There’s no ‘22 tome to exact eisegeses from. Exit polling suggests voters are still dissatisfied with the economy, but also with rabid Trumpism and spotlight-lapping joke candidates. In the choice between shelling out an extra $100 for grocery staples and not voting for a Trump supplicant, voters saved face with the former.
For now. America’s largest companies are announcing layoffs in droves, just in time for the holly-jolly season. The Federal Reserve will likely lift interest rates again to quell inflation, which will only gut punch markets more. A Republican-led House will thwart any economic deleterious legislation hatched in the Senate. But it’s a folly to say Democrats learned anything from the election—if anything, they’re more emboldened.
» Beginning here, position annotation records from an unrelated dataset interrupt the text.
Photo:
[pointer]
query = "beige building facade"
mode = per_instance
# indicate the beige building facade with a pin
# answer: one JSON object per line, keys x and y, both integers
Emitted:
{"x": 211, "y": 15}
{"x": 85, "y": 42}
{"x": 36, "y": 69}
Markets are self-correcting in a commercial republic; ideally, so are elections. But, as nationalist scholar Adrian Vermeule observed, “It’s funny to see GOP types debating which candidates or issues would have made a difference, when the simplest hypothesis is that there is a critical mass of voters who will support left-liberalism on essentially theological grounds, regardless of the conditions it produces.”
The electorate can be mistaken, blinded by emotive propaganda and pressured into voting socially rather than responsibly. The GOP has two choices to compete: battle it out on the battlefeelz, or appeal to a more rational view of governance.
So why don’t I think Republicans are up to succeeding in either? It probably has something to do with spray tanning in the Florida sun.